Sweden estimates that Kaliningrad needs up to $3 billion in investment over the next four years for a preliminary clean up of its environment, soiled by industrial pollution and untreated sewage from cities.

Governor Yegorov told foreign journalists that AIDS had become a serious problem in the region and he lacked funds to fight it.

"Tuberculosis is a social disease. We live poor lives, so people fall ill. AIDS is linked mostly to narcotics," he said.

Kaliningrad, blessed with 90 percent of the world's amber, has some industry with paper, food processing, fishing, shipbuilding and oil production. Its annual foreign trade turnover is $1.5 billion.

But thousands of Kaliningrad citizens make their living by smuggling vodka, cigarettes and petrol into Poland, where they are two to three times more expensive.

"This smuggling is worth about $200 million annually," said Polish consul Andrzej Janicki-Rola, adding that the practice should stop in October, 2001, when Poland plans to impose strict, EU-style travel restrictions on Russians.

Lithuania, expected to join the EU one or two years after Poland, which is likely to be a member by 2004 or 2005, will also be forced to impose similar travel rules, unless Moscow and the EU work out a special travel agreement.



ECONOMIC ZONE A MISSED OPPORTUNITY

Kaliningrad's special economic zone has attracted $160 million in foreign investment over the last four years. The German auto maker BMW has built a small assembly plant to produce tax-break cars for Russia's business executives.

But the attractions of tariff breaks do not outweigh the disadvantages perceived by many potential investors.

"Kaliningrad has failed to become a thriving economic zone because of two main factors: no right to buy land and corruption," said Janicki-Rola.

The new governor vows to put the region's murky past behind it and give foreign firms stable conditions for investment, but he is thin on details.

"We will amend our regulations so people are not afraid for their investment. We will take steps to put economic life under control," Yegorov said, referring to the large unofficial sector of the economy which is often linked to organised crime.

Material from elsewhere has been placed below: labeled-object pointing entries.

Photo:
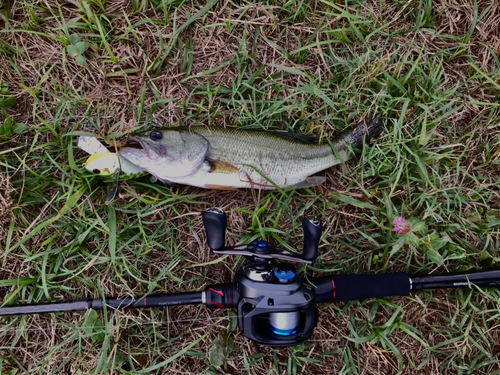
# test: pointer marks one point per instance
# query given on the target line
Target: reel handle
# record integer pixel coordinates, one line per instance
(215, 222)
(313, 228)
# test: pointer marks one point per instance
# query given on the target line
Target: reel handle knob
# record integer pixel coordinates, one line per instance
(312, 234)
(215, 222)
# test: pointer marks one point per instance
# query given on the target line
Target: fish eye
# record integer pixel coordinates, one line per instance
(155, 135)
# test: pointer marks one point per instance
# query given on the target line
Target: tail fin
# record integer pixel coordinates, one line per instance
(366, 130)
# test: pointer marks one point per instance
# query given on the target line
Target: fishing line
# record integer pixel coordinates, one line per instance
(57, 326)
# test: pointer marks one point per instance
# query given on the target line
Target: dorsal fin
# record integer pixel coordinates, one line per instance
(307, 138)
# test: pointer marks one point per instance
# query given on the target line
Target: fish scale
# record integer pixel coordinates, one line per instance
(222, 158)
(277, 156)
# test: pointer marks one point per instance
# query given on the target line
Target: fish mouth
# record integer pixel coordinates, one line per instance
(135, 142)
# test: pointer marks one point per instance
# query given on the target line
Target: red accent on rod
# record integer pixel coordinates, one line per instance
(219, 292)
(215, 303)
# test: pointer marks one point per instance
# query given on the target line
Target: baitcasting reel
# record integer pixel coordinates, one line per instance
(275, 307)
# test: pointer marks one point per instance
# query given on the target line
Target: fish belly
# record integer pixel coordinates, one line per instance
(208, 180)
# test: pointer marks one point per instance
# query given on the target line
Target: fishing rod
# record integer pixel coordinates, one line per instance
(275, 306)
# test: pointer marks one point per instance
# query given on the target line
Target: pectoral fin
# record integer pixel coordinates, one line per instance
(220, 166)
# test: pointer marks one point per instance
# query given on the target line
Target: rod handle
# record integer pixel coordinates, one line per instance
(342, 288)
(215, 222)
(313, 227)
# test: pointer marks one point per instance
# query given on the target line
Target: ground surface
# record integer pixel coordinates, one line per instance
(429, 68)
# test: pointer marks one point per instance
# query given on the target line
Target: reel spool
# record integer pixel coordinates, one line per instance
(276, 308)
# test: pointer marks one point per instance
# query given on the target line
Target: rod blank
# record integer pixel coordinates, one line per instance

Yegorov blames most of Kaliningrad's woes on its Soviet past. Until 1989, the nuclear port of Kaliningrad was closed for foreigners and Soviet citizens needed permits to get in.

Kaliningrad's road and rail infrastructure is poor and hundreds of million of dollars in investment will be needed to make its port, Russia's only major Western warm water port, into a transport hub in the Baltic region.

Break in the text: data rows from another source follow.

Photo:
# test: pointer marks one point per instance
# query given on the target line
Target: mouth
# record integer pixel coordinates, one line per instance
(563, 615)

"We were closed to the outside world for 50 years. It is difficult to make up for this in 10 years," said Yegorov.



SHADOW OF SOVIET PAST

Foreigners are still required to get permission to enter Baltiisk, the site of Russia's Baltic Fleet. In Baltiisk, like in the capital of Kaliningrad, the main street is still named after Lenin, the father of the Soviet revolution in 1917.

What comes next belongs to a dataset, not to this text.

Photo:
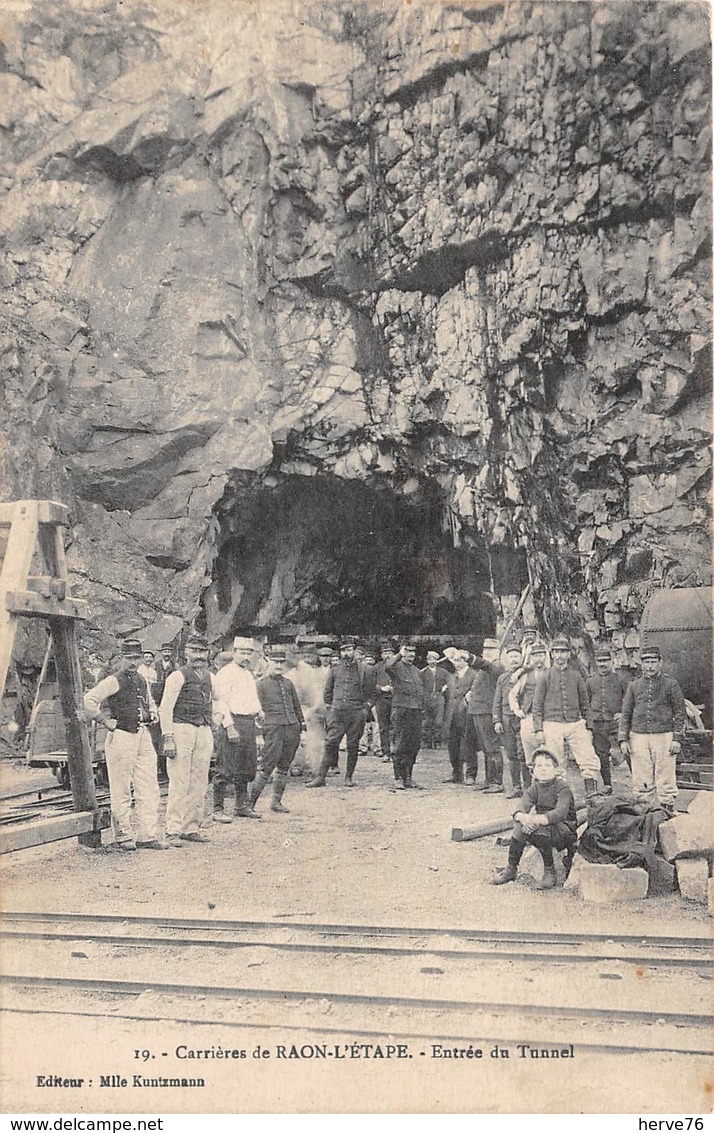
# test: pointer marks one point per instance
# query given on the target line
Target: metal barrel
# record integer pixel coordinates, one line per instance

Kaliningrad used to be Koenigsberg before the Soviet Union took it from Nazi Germany during World War Two. In the 18th century the city was home to Immanuel Kant, one of the world's most eminent philosophers.

Soviet dictator Josef Stalin ordered the expulsion of Germans after the war and brought in people from across the Soviet Union to populate what became a heavily militarised outpost threatening Europe with nuclear weapons throughout the Cold War.

German houses are now being restored and wealthy businessmen are building houses imitating the pre-war German style.

"Kaliningrad is a place where two visions still clash -- keeping the region as a military bastion with geo-strategic importance or turning it into a zone of robust trade," said one local politician. "It is up to Moscow.